Еще я помню речку, медленную, полевую, среди травы и зеленых кустов. Отец сбросил брюки, залез в воду, которая ему по грудь, и кричит: «Лови!» Он что-то швыряет на берег, и среди горячей цветной травы я нахожу блестящую живую рыбку с прилипшими к бокам семенами.

– Лови! – кричит отец, а я, раскатываясь от смеха, ищу рыбок, разгребая зелень и подбирая, словно серебряные тяжелые гривны, чтобы тут же нанизать их через жабры на тонкий прутик с сучком внизу.

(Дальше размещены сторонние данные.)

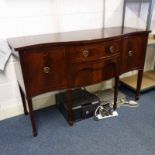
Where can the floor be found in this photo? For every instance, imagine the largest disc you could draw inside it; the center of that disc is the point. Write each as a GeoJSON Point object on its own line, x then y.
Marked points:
{"type": "Point", "coordinates": [131, 133]}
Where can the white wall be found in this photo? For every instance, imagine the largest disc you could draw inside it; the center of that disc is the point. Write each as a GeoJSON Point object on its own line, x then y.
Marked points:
{"type": "Point", "coordinates": [31, 17]}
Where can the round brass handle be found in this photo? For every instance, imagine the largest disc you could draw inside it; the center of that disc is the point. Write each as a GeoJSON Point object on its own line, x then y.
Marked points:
{"type": "Point", "coordinates": [85, 53]}
{"type": "Point", "coordinates": [130, 53]}
{"type": "Point", "coordinates": [111, 49]}
{"type": "Point", "coordinates": [46, 70]}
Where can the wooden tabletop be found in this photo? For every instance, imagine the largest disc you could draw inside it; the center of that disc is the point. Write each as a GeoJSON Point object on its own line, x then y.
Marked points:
{"type": "Point", "coordinates": [25, 42]}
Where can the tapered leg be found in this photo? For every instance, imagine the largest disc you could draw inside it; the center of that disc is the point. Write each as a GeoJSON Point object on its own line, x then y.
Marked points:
{"type": "Point", "coordinates": [23, 100]}
{"type": "Point", "coordinates": [139, 82]}
{"type": "Point", "coordinates": [69, 105]}
{"type": "Point", "coordinates": [116, 92]}
{"type": "Point", "coordinates": [32, 117]}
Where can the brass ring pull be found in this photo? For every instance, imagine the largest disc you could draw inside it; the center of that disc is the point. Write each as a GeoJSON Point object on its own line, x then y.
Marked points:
{"type": "Point", "coordinates": [130, 53]}
{"type": "Point", "coordinates": [111, 49]}
{"type": "Point", "coordinates": [46, 70]}
{"type": "Point", "coordinates": [85, 53]}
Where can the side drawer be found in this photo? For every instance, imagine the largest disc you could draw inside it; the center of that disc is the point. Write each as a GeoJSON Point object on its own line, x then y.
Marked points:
{"type": "Point", "coordinates": [88, 73]}
{"type": "Point", "coordinates": [45, 69]}
{"type": "Point", "coordinates": [94, 51]}
{"type": "Point", "coordinates": [133, 53]}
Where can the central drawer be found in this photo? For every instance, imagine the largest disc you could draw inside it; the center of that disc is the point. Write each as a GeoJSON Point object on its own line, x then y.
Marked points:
{"type": "Point", "coordinates": [93, 51]}
{"type": "Point", "coordinates": [87, 73]}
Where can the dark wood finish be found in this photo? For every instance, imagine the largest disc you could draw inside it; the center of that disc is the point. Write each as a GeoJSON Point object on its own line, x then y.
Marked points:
{"type": "Point", "coordinates": [74, 59]}
{"type": "Point", "coordinates": [139, 82]}
{"type": "Point", "coordinates": [23, 100]}
{"type": "Point", "coordinates": [34, 129]}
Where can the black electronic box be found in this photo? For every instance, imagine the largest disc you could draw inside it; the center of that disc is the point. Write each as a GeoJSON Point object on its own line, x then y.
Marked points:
{"type": "Point", "coordinates": [84, 104]}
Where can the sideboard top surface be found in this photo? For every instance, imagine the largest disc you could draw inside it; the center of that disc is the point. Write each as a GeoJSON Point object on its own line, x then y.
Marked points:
{"type": "Point", "coordinates": [26, 42]}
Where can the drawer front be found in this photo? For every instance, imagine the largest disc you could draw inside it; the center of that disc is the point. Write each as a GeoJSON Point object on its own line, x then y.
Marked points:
{"type": "Point", "coordinates": [95, 51]}
{"type": "Point", "coordinates": [45, 69]}
{"type": "Point", "coordinates": [88, 73]}
{"type": "Point", "coordinates": [133, 53]}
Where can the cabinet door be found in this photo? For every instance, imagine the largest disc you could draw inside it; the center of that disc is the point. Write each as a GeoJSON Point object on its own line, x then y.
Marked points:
{"type": "Point", "coordinates": [133, 53]}
{"type": "Point", "coordinates": [44, 69]}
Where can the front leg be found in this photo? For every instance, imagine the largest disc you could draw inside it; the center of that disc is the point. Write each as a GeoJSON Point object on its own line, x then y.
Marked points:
{"type": "Point", "coordinates": [115, 92]}
{"type": "Point", "coordinates": [34, 130]}
{"type": "Point", "coordinates": [69, 107]}
{"type": "Point", "coordinates": [139, 82]}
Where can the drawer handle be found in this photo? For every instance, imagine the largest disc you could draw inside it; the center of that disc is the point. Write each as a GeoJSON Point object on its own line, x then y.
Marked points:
{"type": "Point", "coordinates": [85, 53]}
{"type": "Point", "coordinates": [130, 53]}
{"type": "Point", "coordinates": [46, 70]}
{"type": "Point", "coordinates": [111, 49]}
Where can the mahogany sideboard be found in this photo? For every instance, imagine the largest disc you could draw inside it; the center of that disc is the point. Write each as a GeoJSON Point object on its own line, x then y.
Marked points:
{"type": "Point", "coordinates": [74, 59]}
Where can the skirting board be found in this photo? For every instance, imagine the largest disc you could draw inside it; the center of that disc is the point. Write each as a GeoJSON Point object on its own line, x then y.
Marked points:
{"type": "Point", "coordinates": [148, 81]}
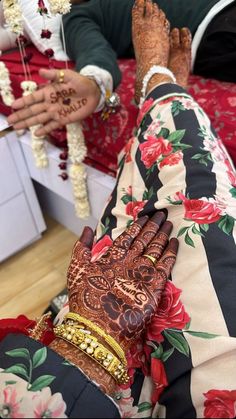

– Лови! – кричит отец, и от этой игры мне невозможно весело. Я хохочу на весь берег и, смеясь, падаю лицом в мягкую щекочущую траву.

И еще одно, необычно яркое воспоминание. Я лежу на деревянных, застеленных овчиной и простынями нарах, отгороженных от остальной избы белым пологом. Рядом должна быть моя мама, но она, видимо, уже встала. Я знаю, что мама больна, она часто кашляет, сплевывая в темную стеклянную банку, а потом я закидываю эти банки в высокую крапиву за огородом.

Я сползаю на спине со скрипучих нар, отдергиваю полог и бегу по деревянному теплому полу к окну. В избе никого нет, и отчего-то непривычно ярко, даже празднично. Я коленками влезаю на оскобленную до белизны скамейку и смотрю в окно.

Блестящий, совершенно белый, в ярких солнцах мир ослепляет меня. Нет, я не напутал, я твердо уверен и совершенно отчетливо помню, что на небе было много солнц. Даже сейчас, вспоминая белую яркость, входящую в квадратное окно сквозь яркие ветки и белое небо, мне хочется зажмуриться. Может, это и есть то, самое первое, открытие земной красоты, которое навсегда остается в нас.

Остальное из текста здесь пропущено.